Photo crédit: Marco Bergeron

13934744_1082697358483740_7029427858773912094_nCourir ou marcher pendant 24 heures lors du Défibrose Mont Orford. Donner son souffle pour ceux qui en manquent. Un défi de taille pour un guerrier. Un défi à la hauteur des épreuves que vivent les personnes atteintes de fibrose kystique. Suivez-moi dans mon voyage…


Voyager, c’est se préparer à partir

« Qui a l’habitude de voyager sait qu’il vient toujours un moment où il faut partir… » -Paulo Coelho

Après avoir réalisé 25 montées et descentes du Mont Orford lors de mon défi Courir pour Leucan l’année passée, j’avais l’impression que c’était a once in a lifetime experience. Je pensais avoir tout récolté de ce défi. Les rencontres, l’énergie à la montagne. Tout était parfait. Je croyais impensable de retrouver tout cela une deuxième année.

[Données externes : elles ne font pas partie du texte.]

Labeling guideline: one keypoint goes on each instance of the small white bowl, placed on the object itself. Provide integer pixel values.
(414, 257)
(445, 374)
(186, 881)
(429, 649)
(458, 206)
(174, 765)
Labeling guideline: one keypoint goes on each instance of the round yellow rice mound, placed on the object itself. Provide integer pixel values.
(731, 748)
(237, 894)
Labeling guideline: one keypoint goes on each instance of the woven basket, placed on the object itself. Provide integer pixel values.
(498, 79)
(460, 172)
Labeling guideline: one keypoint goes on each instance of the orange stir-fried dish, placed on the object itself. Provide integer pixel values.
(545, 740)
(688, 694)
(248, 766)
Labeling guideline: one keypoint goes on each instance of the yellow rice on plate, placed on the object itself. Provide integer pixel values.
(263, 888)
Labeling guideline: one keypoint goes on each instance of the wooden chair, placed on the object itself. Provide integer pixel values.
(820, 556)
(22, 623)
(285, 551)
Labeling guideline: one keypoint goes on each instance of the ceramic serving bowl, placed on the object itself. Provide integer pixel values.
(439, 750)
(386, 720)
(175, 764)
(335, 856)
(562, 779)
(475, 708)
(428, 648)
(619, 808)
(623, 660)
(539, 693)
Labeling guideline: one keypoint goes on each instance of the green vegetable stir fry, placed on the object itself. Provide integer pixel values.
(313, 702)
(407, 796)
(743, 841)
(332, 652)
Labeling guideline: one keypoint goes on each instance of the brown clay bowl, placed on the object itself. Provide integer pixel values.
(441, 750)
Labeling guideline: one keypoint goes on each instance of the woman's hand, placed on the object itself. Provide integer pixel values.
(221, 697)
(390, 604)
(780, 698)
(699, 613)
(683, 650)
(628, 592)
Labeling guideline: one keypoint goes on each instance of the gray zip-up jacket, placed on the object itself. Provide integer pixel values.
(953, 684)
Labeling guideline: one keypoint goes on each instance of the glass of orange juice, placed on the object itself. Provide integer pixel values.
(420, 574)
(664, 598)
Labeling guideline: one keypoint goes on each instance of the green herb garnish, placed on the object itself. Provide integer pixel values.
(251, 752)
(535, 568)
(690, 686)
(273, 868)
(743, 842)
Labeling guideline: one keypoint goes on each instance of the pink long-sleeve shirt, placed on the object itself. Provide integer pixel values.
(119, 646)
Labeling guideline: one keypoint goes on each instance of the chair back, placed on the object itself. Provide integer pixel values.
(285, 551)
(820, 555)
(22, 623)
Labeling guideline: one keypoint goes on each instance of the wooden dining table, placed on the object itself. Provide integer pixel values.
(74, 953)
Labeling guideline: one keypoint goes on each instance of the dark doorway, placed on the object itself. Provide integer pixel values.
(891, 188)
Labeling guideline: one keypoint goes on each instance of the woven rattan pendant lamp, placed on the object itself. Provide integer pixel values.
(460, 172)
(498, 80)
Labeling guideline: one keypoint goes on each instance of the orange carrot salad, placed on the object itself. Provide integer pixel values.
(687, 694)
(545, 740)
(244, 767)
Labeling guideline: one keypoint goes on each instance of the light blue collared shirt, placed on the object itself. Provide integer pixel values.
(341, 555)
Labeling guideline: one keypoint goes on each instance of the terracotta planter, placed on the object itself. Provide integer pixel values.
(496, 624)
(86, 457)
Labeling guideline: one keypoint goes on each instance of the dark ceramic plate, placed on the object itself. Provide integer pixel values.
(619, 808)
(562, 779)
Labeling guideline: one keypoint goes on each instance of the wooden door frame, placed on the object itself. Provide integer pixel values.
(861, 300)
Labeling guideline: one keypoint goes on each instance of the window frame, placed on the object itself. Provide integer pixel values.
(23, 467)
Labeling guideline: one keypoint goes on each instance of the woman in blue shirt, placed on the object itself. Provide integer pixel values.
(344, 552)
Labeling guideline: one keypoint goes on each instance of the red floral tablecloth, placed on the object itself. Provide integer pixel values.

Le projet de Fibrose Kystique Québec (FKQ) allait exactement là où je croyais que mon événement de l’année passée devait aller. Un événement ouvert à tous sur une période de plusieurs heures. Lorsque FKQ m’a approché à la Présidence d’honneur de l’événement, j’ai décidé finalement de répéter mon défi : courir 24 heures sans arrêt au Mont Orford pour peut-être dépasser ma marque de 25 montées et descentes. Un autre événement implique d’autres rencontres. C’est pourquoi, j’ai inséré mon défi pour inclure les dernières 6 heures en même temps que le Défibrose Mont Orford.

Par contre, quand j’ai ajouté ce défi à mon horaire, je croyais que ma récupération de l’Ultra-Trail du Mont Blanc (UTMB) serait rapide. L’UTMB a été plus difficile et mon corps semblait aller mieux que dans la semaine précédant mon défi au Mont Orford. Le plus raisonnable aurait été de ne pas courir.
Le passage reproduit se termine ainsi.